Sorroza-Martínez Kendra, González-Méndez Israel, Martínez-Serrano Ricardo D, Solano José D, Ruiu Andrea, Illescas Javier, Zhu Xiao Xia, Rivera Ernesto
Instituto de Investigaciones en Materiales, Universidad Nacional Autónoma de México Circuito Exterior, Ciudad Universitaria CP 04510 México City México
Facultad de Química, Departamento de Biología, Universidad Nacional Autónoma de México Circuito Exterior, Ciudad Universitaria CP 04510 México City México.
RSC Adv. 2020 Jul 7;10(43):25557-25566. doi: 10.1039/d0ra02574g. eCollection 2020 Jul 3.
The toxicity of the poly(amidoamine) dendrimers (PAMAM) caused by the peripheral amino groups has been a limitation for their use as drug carriers in clinical applications.
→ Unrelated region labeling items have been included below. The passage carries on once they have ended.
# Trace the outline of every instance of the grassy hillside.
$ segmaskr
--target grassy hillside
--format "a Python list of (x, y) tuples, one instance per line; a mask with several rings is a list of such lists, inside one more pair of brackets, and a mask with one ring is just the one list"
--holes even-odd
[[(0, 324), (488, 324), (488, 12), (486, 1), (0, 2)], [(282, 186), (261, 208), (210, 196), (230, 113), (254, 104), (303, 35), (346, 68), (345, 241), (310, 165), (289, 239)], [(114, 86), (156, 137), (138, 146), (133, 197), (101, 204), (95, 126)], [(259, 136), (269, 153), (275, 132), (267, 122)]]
In this work, we completely modified the periphery of PAMAM dendrimer generation 1 (PAMAM G1) with β-cyclodextrin (β-CD) units through the Cu(i)-catalyzed azide-alkyne cycloaddition (CuAAC) to obtain the PAMAM G1-β-CD dendrimer with high yield. The PAMAM G1-β-CD was characterized by H- and C-NMR and mass spectrometry studies. Moreover, the PAMAM G1-β-CD dendrimer showed remarkably higher water solubility than native β-CD. Finally, we studied the toxicity of PAMAM G1-β-CD dendrimer in four different cell lines, human breast cancer cells (MCF-7 and MDA-MB-231), human cervical adenocarcinoma cancer cells (HeLa) and pig kidney epithelial cells (LLC-PK1). The PAMAM G1-β-CD dendrimer did not present any cytotoxicity in cell lines tested which shows the potentiality of this new class of dendrimers.
聚(酰胺胺)树枝状大分子(PAMAM)由外围氨基引起的毒性一直是其在临床应用中作为药物载体使用的限制因素。在这项工作中,我们通过铜(I)催化的叠氮化物-炔烃环加成反应(CuAAC)用β-环糊精(β-CD)单元完全修饰了第一代PAMAM树枝状大分子(PAMAM G1)的外围,以高产率获得了PAMAM G1-β-CD树枝状大分子。通过氢和碳核磁共振以及质谱研究对PAMAM G1-β-CD进行了表征。此外,PAMAM G1-β-CD树枝状大分子的水溶性明显高于天然β-CD。最后,我们研究了PAMAM G1-β-CD树枝状大分子在四种不同细胞系中的毒性,即人乳腺癌细胞(MCF-7和MDA-MB-231)、人宫颈腺癌细胞(HeLa)和猪肾上皮细胞(LLC-PK1)。PAMAM G1-β-CD树枝状大分子在测试的细胞系中未表现出任何细胞毒性,这表明了这类新型树枝状大分子的潜力。